"My darling! And I love you. You don't know how I love you. It is like suddenly coming out into sunshine after having lived in a cave all my life. Will you marry me to-morrow, carissima?"

But she drew away from his arms at that.

"Alan, I can't marry you ever. I can only love you."

"Why not? You must, Tony!" The old masterfulness leaped into his voice.

"I cannot, Alan. You know why."

She lifted her eyes to his and in their clear depths he saw reflected his own willful, stained, undisciplined past. He bowed his head in real shame and remorse. Nothing stood between himself and Antoinette Holiday but himself. He had sown the wind. He reaped the whirlwind.

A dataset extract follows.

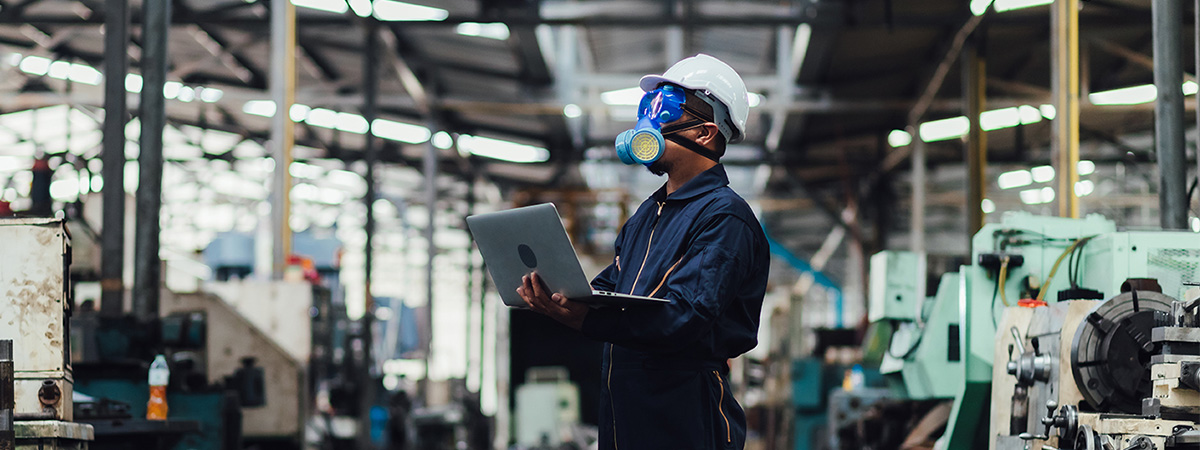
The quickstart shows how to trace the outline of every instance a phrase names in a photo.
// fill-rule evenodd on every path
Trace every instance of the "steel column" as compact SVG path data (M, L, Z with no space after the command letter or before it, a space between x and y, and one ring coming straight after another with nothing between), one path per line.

After a moment he looked up again. He made no pretence of misunderstanding her meaning.

"You couldn't forgive?" he pleaded brokenly. Gone was the royal-willed
Alan Massey. Only a beggar in the dust remained.

"Yes, Alan. I could forgive. I do now. I think I can understand how such things can be in a man's life though it would break my heart to think Ted or Larry were like that. But you never had a chance. Nobody ever helped you to keep your eyes on the stars."

"They are there now," he groaned. "You are my star, Tony, and stars are very, very far away from the like of me," he echoed Carlotta's phrase.